Applications: Medicine, Machine Learning, and Quality Control

The confusion matrix framework originated in medical diagnostic testing but has since become universal in any field that involves binary classification. In machine learning, sensitivity is called recall and PPV is called precision. The F1 score is a standard benchmark metric for classification models. In quality control and industrial testing, sensitivity and specificity inform decisions about detection thresholds and acceptable false alarm rates.

The mathematics is identical across all these domains. What changes is the interpretation: a 'false positive' in medical screening means an unnecessary follow-up test, while in fraud detection it might mean a legitimate transaction blocked. The relative costs of false positives and false negatives — and the prevalence of the condition being detected — must always be considered when choosing a test or setting a decision threshold.

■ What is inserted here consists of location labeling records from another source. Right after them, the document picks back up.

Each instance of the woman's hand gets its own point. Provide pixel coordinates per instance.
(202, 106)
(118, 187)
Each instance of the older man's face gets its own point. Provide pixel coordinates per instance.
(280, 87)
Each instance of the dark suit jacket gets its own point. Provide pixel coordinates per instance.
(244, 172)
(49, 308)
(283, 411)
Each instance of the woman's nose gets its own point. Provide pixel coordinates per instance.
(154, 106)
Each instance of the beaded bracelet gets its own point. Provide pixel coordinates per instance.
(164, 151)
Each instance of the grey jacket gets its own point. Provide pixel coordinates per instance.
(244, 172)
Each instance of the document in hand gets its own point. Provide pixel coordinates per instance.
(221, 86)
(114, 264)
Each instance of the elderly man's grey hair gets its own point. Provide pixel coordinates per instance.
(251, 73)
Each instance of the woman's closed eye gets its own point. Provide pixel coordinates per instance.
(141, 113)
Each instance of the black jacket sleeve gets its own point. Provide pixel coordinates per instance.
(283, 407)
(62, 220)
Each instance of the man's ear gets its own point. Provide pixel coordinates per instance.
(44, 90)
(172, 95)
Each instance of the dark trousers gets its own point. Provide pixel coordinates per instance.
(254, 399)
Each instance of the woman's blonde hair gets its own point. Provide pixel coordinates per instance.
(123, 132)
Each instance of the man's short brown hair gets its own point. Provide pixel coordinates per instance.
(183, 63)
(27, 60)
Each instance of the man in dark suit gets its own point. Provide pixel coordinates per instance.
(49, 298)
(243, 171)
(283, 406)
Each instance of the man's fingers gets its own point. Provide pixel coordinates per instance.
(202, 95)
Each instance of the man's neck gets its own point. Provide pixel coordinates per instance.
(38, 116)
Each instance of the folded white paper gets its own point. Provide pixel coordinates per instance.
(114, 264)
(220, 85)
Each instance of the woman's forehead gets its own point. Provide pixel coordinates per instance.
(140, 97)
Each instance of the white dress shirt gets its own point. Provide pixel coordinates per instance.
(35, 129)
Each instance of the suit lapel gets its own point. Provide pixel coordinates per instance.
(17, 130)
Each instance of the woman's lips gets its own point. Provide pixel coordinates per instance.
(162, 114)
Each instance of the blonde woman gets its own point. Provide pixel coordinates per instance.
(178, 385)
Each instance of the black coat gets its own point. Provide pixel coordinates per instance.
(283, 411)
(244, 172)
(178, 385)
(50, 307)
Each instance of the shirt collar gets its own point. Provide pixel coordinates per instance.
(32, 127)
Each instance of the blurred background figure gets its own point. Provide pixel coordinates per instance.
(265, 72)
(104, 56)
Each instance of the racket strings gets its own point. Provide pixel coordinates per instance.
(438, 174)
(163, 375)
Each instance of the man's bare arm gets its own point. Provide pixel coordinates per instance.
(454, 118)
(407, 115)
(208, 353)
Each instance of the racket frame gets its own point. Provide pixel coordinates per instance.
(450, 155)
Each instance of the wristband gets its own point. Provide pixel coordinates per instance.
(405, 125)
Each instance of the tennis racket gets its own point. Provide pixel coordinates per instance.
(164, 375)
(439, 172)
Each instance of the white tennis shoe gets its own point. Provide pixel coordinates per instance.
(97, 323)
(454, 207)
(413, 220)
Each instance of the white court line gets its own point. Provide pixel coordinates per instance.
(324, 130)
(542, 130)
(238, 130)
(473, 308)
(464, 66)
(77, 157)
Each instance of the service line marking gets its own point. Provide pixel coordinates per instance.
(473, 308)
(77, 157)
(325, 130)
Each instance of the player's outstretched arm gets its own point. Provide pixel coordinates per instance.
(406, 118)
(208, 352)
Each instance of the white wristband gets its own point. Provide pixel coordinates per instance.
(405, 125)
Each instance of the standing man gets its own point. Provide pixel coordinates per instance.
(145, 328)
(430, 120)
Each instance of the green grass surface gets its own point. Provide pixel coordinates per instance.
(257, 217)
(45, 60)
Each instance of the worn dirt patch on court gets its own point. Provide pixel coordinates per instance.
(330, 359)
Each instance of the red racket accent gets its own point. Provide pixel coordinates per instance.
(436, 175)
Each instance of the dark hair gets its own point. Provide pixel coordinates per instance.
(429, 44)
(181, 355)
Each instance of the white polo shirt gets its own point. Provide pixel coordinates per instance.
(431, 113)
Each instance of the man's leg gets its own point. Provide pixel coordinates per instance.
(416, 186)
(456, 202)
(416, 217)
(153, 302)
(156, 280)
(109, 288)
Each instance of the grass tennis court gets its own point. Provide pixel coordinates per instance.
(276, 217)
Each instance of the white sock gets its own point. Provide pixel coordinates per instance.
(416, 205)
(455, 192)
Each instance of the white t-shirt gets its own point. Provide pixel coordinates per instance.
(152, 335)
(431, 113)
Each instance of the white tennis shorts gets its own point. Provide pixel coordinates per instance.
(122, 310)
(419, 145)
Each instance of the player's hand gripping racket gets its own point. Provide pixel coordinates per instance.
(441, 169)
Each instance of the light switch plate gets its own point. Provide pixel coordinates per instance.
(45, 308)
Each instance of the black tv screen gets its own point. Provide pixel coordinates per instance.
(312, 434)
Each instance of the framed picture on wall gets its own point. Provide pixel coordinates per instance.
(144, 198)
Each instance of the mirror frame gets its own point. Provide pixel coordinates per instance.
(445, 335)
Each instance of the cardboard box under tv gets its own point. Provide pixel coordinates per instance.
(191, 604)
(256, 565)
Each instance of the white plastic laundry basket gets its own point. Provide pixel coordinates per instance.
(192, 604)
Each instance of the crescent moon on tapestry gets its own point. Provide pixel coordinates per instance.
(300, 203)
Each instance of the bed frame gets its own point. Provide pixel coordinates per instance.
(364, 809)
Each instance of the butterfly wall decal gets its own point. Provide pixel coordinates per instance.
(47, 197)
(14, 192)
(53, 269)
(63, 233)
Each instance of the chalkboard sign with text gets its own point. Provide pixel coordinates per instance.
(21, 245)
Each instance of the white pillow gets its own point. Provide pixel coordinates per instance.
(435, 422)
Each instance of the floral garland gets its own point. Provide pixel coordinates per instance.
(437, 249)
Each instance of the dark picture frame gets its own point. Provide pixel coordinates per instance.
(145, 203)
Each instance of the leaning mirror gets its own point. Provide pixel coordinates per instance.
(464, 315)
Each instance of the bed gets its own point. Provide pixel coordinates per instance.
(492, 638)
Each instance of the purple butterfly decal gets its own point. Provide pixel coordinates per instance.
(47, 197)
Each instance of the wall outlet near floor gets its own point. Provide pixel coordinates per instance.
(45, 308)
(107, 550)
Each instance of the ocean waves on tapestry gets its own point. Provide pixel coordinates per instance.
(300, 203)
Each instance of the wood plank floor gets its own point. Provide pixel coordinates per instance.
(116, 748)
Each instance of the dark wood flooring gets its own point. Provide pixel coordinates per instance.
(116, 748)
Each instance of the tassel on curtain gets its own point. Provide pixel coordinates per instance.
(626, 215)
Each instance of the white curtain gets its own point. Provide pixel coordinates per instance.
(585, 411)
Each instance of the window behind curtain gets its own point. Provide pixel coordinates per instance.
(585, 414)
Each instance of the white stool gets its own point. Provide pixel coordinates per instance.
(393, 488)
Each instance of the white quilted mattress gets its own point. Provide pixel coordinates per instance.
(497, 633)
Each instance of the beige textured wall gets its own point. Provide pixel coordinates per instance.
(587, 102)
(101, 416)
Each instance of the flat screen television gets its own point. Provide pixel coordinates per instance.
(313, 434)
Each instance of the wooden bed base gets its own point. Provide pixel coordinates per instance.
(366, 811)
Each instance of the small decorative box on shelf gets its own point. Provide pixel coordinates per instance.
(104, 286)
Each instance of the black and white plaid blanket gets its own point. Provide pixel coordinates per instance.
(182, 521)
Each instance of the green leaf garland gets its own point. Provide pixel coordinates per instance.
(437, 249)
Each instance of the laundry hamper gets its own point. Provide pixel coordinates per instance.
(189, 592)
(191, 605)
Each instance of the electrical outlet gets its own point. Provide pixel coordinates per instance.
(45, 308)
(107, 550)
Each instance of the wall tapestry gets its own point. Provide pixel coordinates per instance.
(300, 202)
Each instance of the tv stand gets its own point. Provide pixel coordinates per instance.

Interpreting Results: A Note on Context

No single metric captures the full picture of diagnostic performance. A test optimized purely for sensitivity will sacrifice specificity, and vice versa. The right balance depends on the clinical or practical context: the severity of missing a true case, the burden of investigating false positives, and the prevalence in the target population.

These calculations provide quantitative estimates based on the confusion matrix you enter. They are tools for structured thinking about test performance, not definitive verdicts. All results should be interpreted alongside clinical judgment, study design considerations, and an understanding of the population in which the test will be used.